Regional Road Safety

I rise today, Mr President, to speak on the devastating and growing concern over regional road safety. 

Today, the current road fatalities for 2023 sit at 59, fast approaching last year’s total of 71 deaths for the entire year.

I am appalled by these statistics, and as a state, we must do better to protect the safety of those using our road network, or else bear the responsibility for the ongoing loss of lives. 

The all-too-familiar Facebook community news post sharing another tragic fatality has pushed local communities to petition for change. 

Again, regional communities are left heartbroken and distraught as families, friends, and communities mourn the shocking death of a life taken too soon. 

On the 27th of May 2023, a petition titled ‘Grant Safe Country Roads for SA’ was created. Already, 6 262 signatures support this petition, which only grows daily.

I want to assure local communities that their outcry has been heard. We cannot afford to lose any more lives – particularly young lives – on South Australian roads. 

Young drivers from rural South Australia are up to three times more likely than those living in metropolitan Adelaide to lose their life or be seriously injured in a road crash. 

Within these statistics is a significant cohort who travel for their education or access services unavailable in the regions.

Between 2017 and 2021, 43% of drivers killed or seriously injured on rural roads were aged 16-24. 

When speaking on this topic, I can’t help but think of my 16-year-old daughter, who has just entered this eight-year increased risk. 

At the thought of my daughter making up these statistics, Mr President, I am terrified, and I am sure many can relate. 

Campaigns such as ‘Selfish Pr*ck’, ‘Speeders come out of nowhere’, and ‘No One’s Driving if You’re Distracted’ are insufficient at reducing the road death toll.

I stand in support of the ‘Enough is Enough’ message. 

Fifty-nine lives lost are 59 too many.

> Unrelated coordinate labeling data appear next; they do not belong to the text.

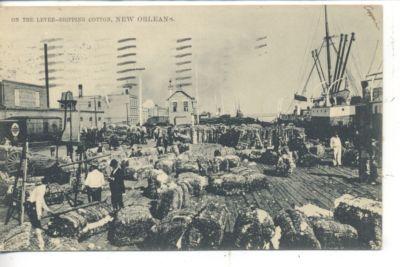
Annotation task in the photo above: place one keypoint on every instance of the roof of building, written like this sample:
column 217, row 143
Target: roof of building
column 23, row 83
column 180, row 91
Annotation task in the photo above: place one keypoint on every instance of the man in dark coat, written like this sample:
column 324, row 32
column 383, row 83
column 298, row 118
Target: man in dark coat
column 117, row 185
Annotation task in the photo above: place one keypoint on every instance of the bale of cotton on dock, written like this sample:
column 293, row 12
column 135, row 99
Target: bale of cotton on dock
column 194, row 182
column 56, row 193
column 186, row 166
column 166, row 163
column 81, row 223
column 155, row 180
column 207, row 229
column 253, row 178
column 363, row 214
column 253, row 229
column 296, row 231
column 230, row 161
column 334, row 235
column 170, row 231
column 171, row 197
column 132, row 226
column 227, row 184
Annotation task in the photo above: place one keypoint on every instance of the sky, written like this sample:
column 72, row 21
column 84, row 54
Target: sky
column 227, row 69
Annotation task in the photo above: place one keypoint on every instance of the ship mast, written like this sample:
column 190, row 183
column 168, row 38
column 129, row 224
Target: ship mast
column 327, row 42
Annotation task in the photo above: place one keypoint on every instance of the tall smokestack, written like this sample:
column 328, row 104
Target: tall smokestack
column 46, row 75
column 80, row 90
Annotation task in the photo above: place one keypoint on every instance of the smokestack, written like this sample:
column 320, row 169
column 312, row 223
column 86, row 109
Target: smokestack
column 80, row 90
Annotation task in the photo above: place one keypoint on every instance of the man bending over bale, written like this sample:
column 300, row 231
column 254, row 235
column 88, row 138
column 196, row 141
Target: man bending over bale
column 36, row 204
column 117, row 185
column 94, row 183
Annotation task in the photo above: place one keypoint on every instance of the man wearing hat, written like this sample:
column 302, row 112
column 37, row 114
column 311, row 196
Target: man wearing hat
column 117, row 185
column 36, row 204
column 94, row 183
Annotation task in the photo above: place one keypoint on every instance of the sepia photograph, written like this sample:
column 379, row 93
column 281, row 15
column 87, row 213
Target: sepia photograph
column 191, row 127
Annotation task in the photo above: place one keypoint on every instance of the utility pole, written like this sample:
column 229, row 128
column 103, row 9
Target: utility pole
column 127, row 113
column 328, row 52
column 95, row 111
column 46, row 75
column 25, row 171
column 140, row 101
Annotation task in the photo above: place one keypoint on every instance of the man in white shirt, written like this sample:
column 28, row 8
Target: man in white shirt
column 336, row 145
column 94, row 183
column 36, row 204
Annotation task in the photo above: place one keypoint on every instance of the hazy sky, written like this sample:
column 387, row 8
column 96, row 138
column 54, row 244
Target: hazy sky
column 229, row 68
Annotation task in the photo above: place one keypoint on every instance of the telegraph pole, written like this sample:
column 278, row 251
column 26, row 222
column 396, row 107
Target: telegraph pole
column 328, row 52
column 95, row 111
column 46, row 75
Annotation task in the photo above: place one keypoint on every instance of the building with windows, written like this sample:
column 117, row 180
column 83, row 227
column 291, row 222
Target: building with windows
column 19, row 99
column 181, row 108
column 20, row 95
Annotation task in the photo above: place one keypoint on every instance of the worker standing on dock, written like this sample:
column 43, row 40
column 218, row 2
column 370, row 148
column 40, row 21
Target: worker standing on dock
column 94, row 183
column 36, row 204
column 117, row 186
column 336, row 145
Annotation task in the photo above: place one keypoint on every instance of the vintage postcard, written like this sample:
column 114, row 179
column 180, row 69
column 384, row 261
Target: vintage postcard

The ripple effect of road fatalities has embedded a growing fear of driving and left heartbroken and traumatised communities in its wake. 

Teenagers and young people should not face their friends’ funerals, and parents should never be confronted with their child’s death due to their getting behind the wheel. 

I support the Shadow Minister for Infrastructure and Transport’s call for the government to form a bipartisan road safety summit. 

We need a targeted approach to reduce these statistics and implement proactive and preventative measures where current methods falter.

When we look at the few survivors of serious road crashes, such as Holly Scott– we can learn valuable lessons about road safety.

Holly actively shares the lessons as part of her role as SAPOL’s first Road Safety Ambassador. 

We are fortunate for people like Holly who speak to young drivers in an attempt to change the mindset of our youth, who we know are more susceptible to the fatal five – speeding, drunk and drug driving, distraction, dangerous road use, and not wearing seatbelts.  

We must look seriously at other solutions, like defensive driving courses, which teach high-level vehicle control skills and train drivers in various weather and road conditions. 

The standard hazard perception simulation test does not protect our drivers from real-world hazards. 

We know that defensive driving courses reduce the risk of collision and develop better drivers by testing them in controlled, hazardous environments. 

But while South Australia continues its upward trajectory, other states are declining – we must ask ourselves, what are we doing wrong? 

And what can we do to make it right?

Novel approaches such as that used by the company ‘Save a Life Australia’ should be more widely implemented across the state. 

Save a Life Australia uses a virtual reality driving simulator that exposes the user and those watching on a screen to the dangers of inattentive driving. While this exposure can be confronting, our state has reached a point where exposure and confrontation should be utilised if it means saving a life.

Sadly, when saying goodbye to family and friends, it is a habit in our regional communities to hug them tight and say, ‘Drive safe’.

These embraces have become tighter and the words more fearful with each addition to the road death toll. 

This must change. Drivers deserve to feel safe on our roads, and they deserve to arrive safely at their homes and their loved ones.

Mr President, I wish to extend my deepest condolences to the heartbroken families, friends and communities of the 59 people who have lost their lives on our roads this year – may they rest in peace.